小瑤頓了頓,又想起林蜜,她遲疑地說道,“該不會是因為最近的流言吧?”
“流言?”
“林蜜被你開除的事情啊。”
“……關林蜜被開除什麼事?”
“陳總上次來,說了林蜜一頓吧,後在店裡,又潑了她一身的水,公司的人呢,有些私下會說陳總不講道理,對她意見蠻大的,畢竟,之前林蜜在公司裡,人見人愛花見花開,陳總這一來就欺負了她兩下,現在林蜜被你開除了,大家都下意識地把怒氣轉移到陳總的身上。”
邢烈狠狠地斂起眉頭,“這不是有病嗎!!”
小瑤沒吭聲,扶了扶眼鏡,她低聲道,“邢總,這,這人多的地方八卦就多,話也就多了。”

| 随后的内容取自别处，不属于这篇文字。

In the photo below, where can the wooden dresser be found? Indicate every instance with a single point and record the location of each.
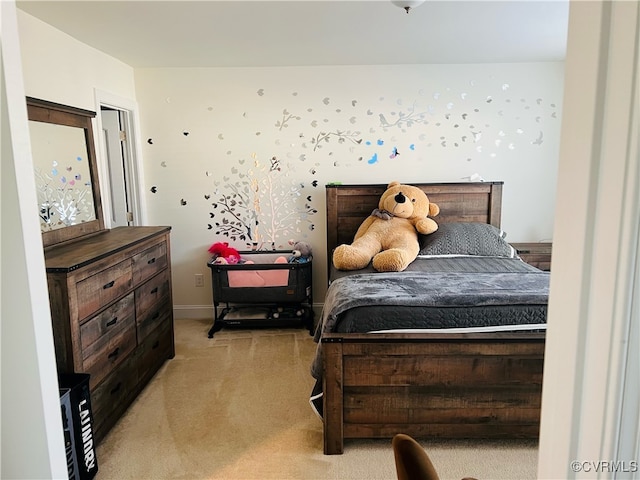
(112, 313)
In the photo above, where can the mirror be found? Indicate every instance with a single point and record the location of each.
(65, 171)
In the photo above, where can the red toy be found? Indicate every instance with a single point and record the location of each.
(224, 254)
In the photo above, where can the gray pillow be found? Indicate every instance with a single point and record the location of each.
(466, 238)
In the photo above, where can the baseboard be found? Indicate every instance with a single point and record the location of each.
(206, 311)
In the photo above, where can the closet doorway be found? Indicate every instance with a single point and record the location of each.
(121, 177)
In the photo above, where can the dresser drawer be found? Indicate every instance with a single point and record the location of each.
(146, 264)
(101, 357)
(112, 320)
(112, 397)
(153, 293)
(155, 350)
(100, 289)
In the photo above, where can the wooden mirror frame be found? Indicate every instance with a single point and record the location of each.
(50, 112)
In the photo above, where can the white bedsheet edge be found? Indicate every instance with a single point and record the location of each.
(488, 329)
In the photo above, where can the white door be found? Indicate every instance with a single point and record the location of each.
(115, 151)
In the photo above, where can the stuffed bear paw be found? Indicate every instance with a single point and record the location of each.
(348, 257)
(392, 260)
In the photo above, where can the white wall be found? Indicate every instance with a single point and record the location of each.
(61, 69)
(32, 439)
(57, 68)
(211, 132)
(590, 393)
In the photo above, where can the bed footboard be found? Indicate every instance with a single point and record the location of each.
(472, 385)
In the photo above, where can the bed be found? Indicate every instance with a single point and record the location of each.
(463, 361)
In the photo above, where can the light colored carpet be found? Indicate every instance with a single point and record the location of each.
(236, 407)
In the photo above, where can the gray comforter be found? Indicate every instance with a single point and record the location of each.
(449, 285)
(434, 290)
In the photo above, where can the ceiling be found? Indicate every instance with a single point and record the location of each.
(243, 33)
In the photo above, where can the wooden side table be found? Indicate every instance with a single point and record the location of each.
(537, 254)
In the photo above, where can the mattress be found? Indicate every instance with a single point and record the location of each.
(482, 292)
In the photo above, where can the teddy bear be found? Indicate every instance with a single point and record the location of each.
(300, 253)
(389, 235)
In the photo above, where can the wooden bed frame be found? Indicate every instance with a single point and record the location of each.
(476, 385)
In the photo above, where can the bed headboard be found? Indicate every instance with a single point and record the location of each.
(349, 205)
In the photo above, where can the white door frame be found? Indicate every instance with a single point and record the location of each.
(133, 156)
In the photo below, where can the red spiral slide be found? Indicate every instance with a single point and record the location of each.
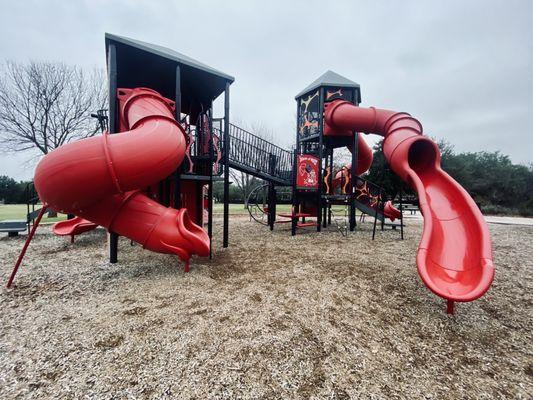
(100, 178)
(455, 253)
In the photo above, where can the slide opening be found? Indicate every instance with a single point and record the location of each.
(422, 155)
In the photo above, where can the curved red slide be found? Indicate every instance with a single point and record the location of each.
(455, 253)
(99, 178)
(73, 226)
(365, 156)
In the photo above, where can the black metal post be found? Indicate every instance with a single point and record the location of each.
(227, 144)
(294, 220)
(330, 183)
(320, 158)
(353, 174)
(401, 210)
(376, 216)
(112, 79)
(210, 184)
(177, 180)
(271, 192)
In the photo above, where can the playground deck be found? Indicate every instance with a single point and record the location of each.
(332, 318)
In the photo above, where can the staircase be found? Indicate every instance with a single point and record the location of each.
(256, 156)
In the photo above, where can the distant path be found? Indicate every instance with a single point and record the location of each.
(491, 219)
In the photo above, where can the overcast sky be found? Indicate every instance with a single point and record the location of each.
(463, 68)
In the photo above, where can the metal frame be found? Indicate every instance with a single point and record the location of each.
(113, 128)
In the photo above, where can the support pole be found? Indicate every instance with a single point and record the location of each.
(353, 174)
(294, 220)
(330, 183)
(272, 161)
(450, 306)
(177, 114)
(376, 216)
(26, 244)
(320, 157)
(401, 211)
(227, 144)
(113, 128)
(210, 184)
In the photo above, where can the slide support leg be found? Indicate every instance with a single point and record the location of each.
(26, 244)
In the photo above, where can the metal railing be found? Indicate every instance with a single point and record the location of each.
(253, 154)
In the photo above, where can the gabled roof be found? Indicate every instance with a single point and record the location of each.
(141, 64)
(329, 78)
(168, 54)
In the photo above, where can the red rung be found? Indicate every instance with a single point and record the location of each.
(26, 244)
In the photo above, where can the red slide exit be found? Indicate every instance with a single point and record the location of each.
(100, 178)
(455, 253)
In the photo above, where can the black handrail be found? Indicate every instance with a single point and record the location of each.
(254, 154)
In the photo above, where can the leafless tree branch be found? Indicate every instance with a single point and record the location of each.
(44, 105)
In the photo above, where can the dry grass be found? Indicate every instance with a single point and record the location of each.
(315, 316)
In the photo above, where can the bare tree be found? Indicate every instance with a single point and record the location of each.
(44, 105)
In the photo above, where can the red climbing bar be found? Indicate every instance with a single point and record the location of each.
(26, 244)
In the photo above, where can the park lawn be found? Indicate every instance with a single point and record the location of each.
(18, 211)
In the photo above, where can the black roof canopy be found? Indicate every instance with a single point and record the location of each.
(330, 78)
(148, 65)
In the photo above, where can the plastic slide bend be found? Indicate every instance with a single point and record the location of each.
(74, 226)
(99, 178)
(455, 252)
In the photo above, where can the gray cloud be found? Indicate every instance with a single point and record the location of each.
(463, 68)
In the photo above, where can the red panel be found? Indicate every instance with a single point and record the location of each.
(307, 175)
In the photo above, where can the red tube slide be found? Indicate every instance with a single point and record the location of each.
(73, 227)
(99, 178)
(455, 253)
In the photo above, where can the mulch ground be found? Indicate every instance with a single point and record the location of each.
(272, 316)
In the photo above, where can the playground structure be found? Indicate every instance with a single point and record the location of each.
(153, 181)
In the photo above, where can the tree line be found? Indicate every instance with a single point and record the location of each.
(44, 105)
(496, 184)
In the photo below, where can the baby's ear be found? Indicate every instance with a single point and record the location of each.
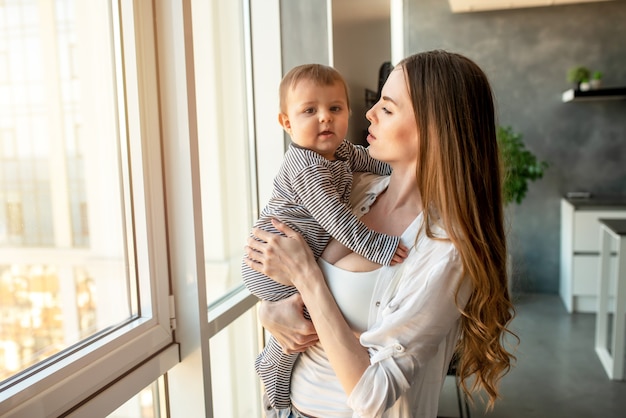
(283, 119)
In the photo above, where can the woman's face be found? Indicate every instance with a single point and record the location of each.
(393, 130)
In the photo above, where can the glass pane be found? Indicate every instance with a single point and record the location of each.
(63, 264)
(235, 385)
(223, 136)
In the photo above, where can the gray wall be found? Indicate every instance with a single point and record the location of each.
(526, 54)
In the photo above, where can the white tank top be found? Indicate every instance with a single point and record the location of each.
(353, 293)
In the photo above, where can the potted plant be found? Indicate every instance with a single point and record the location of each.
(520, 165)
(578, 75)
(596, 80)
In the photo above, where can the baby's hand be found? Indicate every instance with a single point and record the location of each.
(400, 255)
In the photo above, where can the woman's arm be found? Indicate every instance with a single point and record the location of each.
(284, 319)
(289, 260)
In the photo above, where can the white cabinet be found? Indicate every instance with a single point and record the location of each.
(580, 249)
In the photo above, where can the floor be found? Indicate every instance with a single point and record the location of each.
(557, 373)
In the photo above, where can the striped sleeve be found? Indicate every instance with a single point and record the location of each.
(314, 186)
(360, 159)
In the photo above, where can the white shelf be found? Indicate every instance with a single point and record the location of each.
(610, 93)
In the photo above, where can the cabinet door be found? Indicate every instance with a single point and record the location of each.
(586, 273)
(587, 229)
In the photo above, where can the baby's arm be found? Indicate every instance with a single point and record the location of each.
(360, 160)
(315, 188)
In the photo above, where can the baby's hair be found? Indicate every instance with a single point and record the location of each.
(322, 75)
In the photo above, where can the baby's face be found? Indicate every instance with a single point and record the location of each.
(317, 117)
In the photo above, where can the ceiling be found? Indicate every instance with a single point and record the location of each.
(345, 11)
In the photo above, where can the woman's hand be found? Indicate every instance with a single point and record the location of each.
(285, 321)
(284, 259)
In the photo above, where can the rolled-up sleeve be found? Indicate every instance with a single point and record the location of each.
(410, 324)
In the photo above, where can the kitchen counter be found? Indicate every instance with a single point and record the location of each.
(599, 202)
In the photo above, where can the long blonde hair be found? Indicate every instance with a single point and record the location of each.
(459, 177)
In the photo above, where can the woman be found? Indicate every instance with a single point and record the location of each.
(435, 126)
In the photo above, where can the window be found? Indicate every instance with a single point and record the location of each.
(84, 289)
(147, 175)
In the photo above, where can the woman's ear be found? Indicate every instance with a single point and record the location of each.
(283, 119)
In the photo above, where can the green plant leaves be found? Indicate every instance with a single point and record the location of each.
(520, 165)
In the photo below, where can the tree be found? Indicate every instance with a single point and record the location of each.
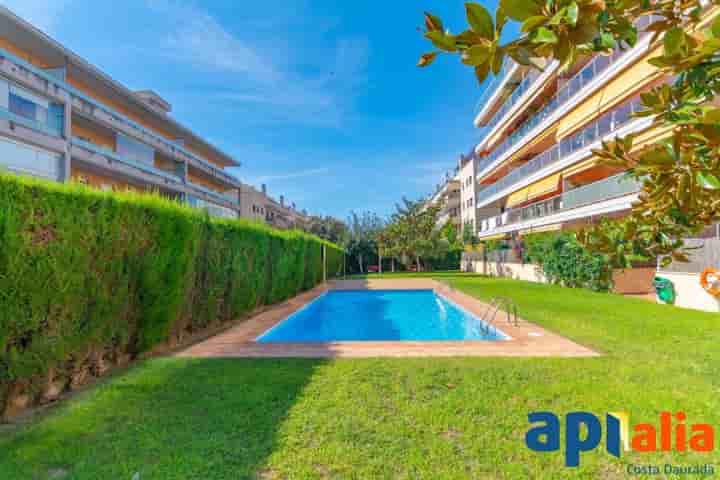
(415, 233)
(329, 228)
(681, 175)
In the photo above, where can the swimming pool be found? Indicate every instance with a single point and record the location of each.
(380, 315)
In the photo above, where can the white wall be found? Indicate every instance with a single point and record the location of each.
(689, 293)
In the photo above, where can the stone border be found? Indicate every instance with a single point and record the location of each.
(526, 339)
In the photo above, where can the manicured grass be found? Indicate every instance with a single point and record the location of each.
(387, 418)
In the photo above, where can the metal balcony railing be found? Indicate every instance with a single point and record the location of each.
(595, 131)
(612, 187)
(600, 191)
(118, 117)
(566, 90)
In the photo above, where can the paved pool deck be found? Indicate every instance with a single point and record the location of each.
(527, 339)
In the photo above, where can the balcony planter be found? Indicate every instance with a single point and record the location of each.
(634, 281)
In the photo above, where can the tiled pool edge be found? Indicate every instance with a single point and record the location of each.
(240, 340)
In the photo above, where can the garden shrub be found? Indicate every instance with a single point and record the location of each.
(564, 261)
(91, 278)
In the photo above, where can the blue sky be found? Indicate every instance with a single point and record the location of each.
(319, 99)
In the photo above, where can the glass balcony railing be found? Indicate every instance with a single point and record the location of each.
(602, 190)
(613, 187)
(592, 133)
(565, 92)
(508, 63)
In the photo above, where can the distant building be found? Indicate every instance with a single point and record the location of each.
(447, 196)
(258, 205)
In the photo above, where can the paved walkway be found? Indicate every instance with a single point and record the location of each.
(528, 339)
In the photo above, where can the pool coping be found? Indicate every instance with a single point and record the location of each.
(526, 339)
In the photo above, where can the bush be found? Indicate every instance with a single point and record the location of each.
(88, 278)
(564, 261)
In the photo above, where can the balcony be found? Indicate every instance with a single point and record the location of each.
(593, 133)
(566, 91)
(614, 187)
(90, 107)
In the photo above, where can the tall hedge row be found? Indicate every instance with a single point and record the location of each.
(89, 279)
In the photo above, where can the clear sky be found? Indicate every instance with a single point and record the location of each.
(319, 99)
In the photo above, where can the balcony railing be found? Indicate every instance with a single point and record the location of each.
(169, 144)
(26, 122)
(606, 189)
(565, 92)
(508, 63)
(596, 130)
(91, 147)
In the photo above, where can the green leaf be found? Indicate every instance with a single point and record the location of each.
(442, 41)
(520, 10)
(544, 35)
(482, 71)
(708, 180)
(427, 58)
(477, 54)
(674, 41)
(533, 22)
(715, 28)
(480, 20)
(433, 23)
(572, 14)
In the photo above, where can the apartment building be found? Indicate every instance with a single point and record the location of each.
(534, 166)
(467, 171)
(62, 118)
(259, 206)
(447, 196)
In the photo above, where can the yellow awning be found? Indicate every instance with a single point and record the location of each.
(537, 189)
(544, 228)
(499, 236)
(628, 81)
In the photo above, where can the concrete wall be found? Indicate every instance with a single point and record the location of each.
(689, 292)
(516, 271)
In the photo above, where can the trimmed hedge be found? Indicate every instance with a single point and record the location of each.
(89, 279)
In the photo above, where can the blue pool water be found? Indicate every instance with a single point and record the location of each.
(380, 315)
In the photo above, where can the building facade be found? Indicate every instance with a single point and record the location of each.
(63, 119)
(447, 197)
(534, 167)
(259, 206)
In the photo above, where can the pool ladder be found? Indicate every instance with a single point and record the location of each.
(499, 305)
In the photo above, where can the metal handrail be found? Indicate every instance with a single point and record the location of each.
(495, 306)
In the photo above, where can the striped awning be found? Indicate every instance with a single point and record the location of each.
(538, 189)
(544, 228)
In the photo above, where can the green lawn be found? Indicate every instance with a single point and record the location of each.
(386, 418)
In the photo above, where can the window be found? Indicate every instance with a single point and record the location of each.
(134, 150)
(24, 159)
(31, 107)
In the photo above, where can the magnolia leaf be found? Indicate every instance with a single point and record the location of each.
(482, 71)
(442, 41)
(571, 14)
(674, 41)
(433, 23)
(544, 35)
(715, 27)
(520, 10)
(477, 54)
(708, 180)
(480, 20)
(427, 58)
(533, 22)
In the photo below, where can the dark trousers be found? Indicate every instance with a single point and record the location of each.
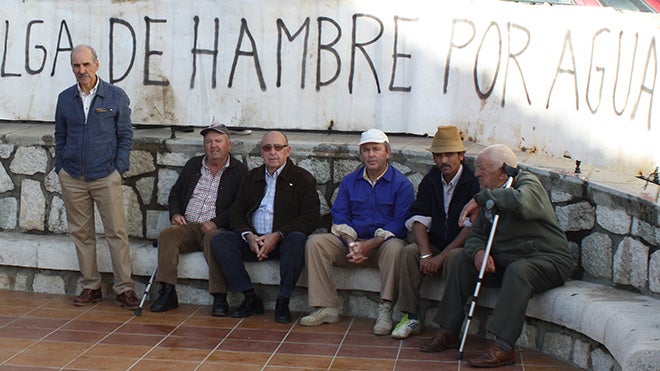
(230, 251)
(518, 281)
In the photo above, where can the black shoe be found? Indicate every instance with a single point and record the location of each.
(282, 312)
(250, 305)
(167, 299)
(220, 306)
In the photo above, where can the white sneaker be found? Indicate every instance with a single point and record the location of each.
(383, 324)
(406, 327)
(321, 316)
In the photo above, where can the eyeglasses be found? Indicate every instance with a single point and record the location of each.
(269, 147)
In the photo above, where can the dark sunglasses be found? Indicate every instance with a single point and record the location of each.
(278, 147)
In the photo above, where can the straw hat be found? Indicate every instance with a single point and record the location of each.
(447, 140)
(373, 136)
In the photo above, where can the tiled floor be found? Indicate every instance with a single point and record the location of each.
(44, 331)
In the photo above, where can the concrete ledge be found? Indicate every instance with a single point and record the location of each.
(627, 324)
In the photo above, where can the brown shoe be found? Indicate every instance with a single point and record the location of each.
(441, 340)
(88, 297)
(128, 300)
(493, 357)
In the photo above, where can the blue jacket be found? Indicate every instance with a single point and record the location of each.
(103, 145)
(366, 208)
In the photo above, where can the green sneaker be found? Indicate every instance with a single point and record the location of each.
(406, 327)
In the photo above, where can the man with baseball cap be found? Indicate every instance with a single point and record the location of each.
(199, 205)
(433, 222)
(368, 230)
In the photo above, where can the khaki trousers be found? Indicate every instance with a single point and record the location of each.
(323, 251)
(79, 197)
(180, 239)
(411, 277)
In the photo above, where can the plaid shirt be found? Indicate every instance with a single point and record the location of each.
(201, 207)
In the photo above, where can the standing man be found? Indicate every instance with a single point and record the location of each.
(199, 205)
(529, 255)
(433, 221)
(93, 141)
(277, 207)
(368, 230)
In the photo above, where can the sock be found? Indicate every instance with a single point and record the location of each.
(500, 343)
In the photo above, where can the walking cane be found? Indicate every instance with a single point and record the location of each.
(138, 310)
(511, 172)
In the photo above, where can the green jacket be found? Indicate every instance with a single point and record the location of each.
(527, 226)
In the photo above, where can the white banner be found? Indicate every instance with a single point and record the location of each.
(562, 80)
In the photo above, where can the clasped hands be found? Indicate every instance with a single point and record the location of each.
(264, 244)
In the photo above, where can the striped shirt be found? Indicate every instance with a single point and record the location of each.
(201, 207)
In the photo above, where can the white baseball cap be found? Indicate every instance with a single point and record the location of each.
(373, 136)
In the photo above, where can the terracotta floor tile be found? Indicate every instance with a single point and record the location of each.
(193, 355)
(314, 338)
(15, 344)
(212, 366)
(222, 322)
(203, 332)
(48, 354)
(298, 360)
(76, 336)
(145, 329)
(84, 325)
(249, 334)
(236, 357)
(249, 345)
(23, 333)
(264, 322)
(88, 362)
(14, 310)
(163, 365)
(359, 351)
(384, 341)
(344, 363)
(411, 365)
(308, 349)
(190, 342)
(339, 327)
(36, 322)
(118, 350)
(129, 339)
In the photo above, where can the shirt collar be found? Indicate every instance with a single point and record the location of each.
(453, 180)
(91, 92)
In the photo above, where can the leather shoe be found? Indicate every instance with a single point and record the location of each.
(167, 298)
(282, 312)
(88, 297)
(441, 340)
(220, 306)
(128, 300)
(493, 357)
(250, 305)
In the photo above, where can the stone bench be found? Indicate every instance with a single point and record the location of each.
(625, 323)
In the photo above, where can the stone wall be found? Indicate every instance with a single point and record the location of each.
(611, 220)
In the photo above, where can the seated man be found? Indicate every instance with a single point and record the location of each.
(529, 255)
(433, 221)
(199, 208)
(276, 208)
(368, 230)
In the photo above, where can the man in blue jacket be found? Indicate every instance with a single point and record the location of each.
(368, 230)
(93, 141)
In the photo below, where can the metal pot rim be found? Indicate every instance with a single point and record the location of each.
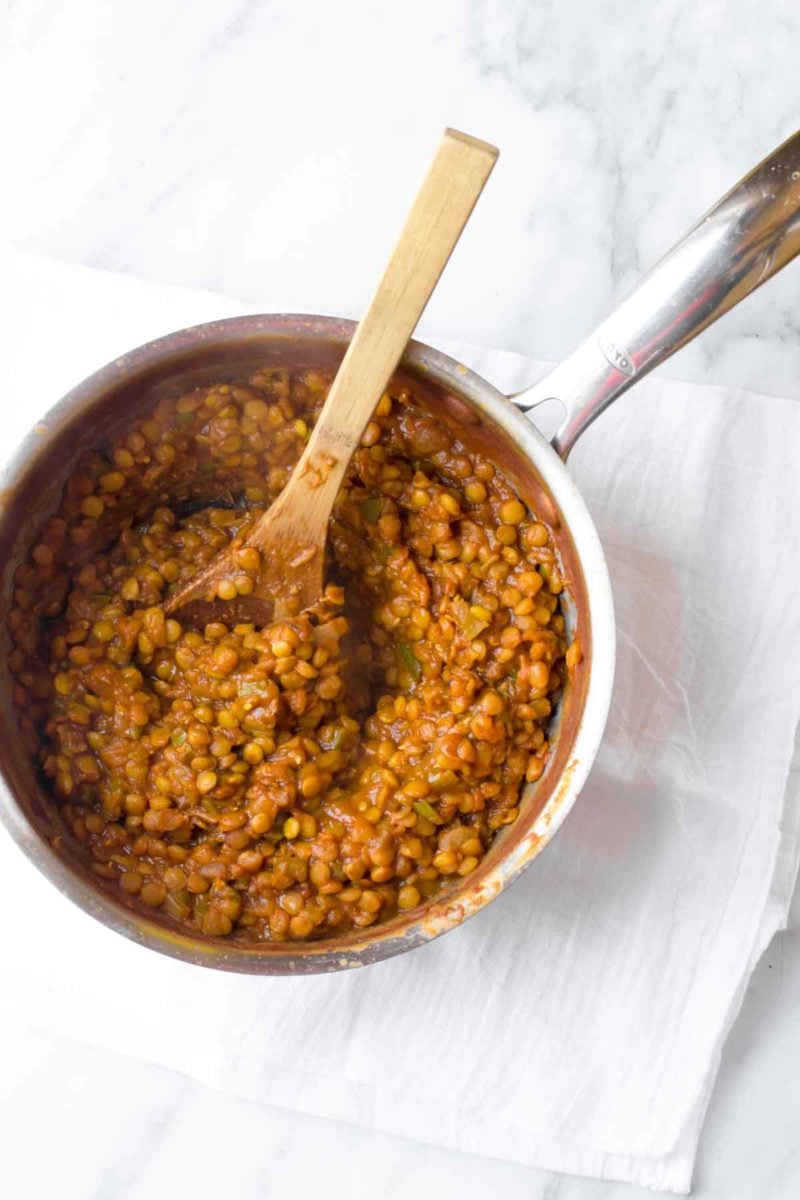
(437, 917)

“你不說我還真的……”邢烈揉了揉眉頭,這樣也行?這樣也行?
而且陳怡也會在乎這個?!
“你說說,都有誰帶頭說她的壞話?一個個給我喊進來,我倒想聽聽他們有什麼大意見!”
“邢總,你這樣做也不對。”
“那要怎麼做?”他差點掀桌,狠狠地喝了一口茶。
“他們對著你肯定不敢亂說啊,有意見也不敢說,只不過都會私下說而已。”小瑤的性格跟沈憐還是有些相似的,她也不喜歡這些,但私下的那些人要說,她能阻止得了?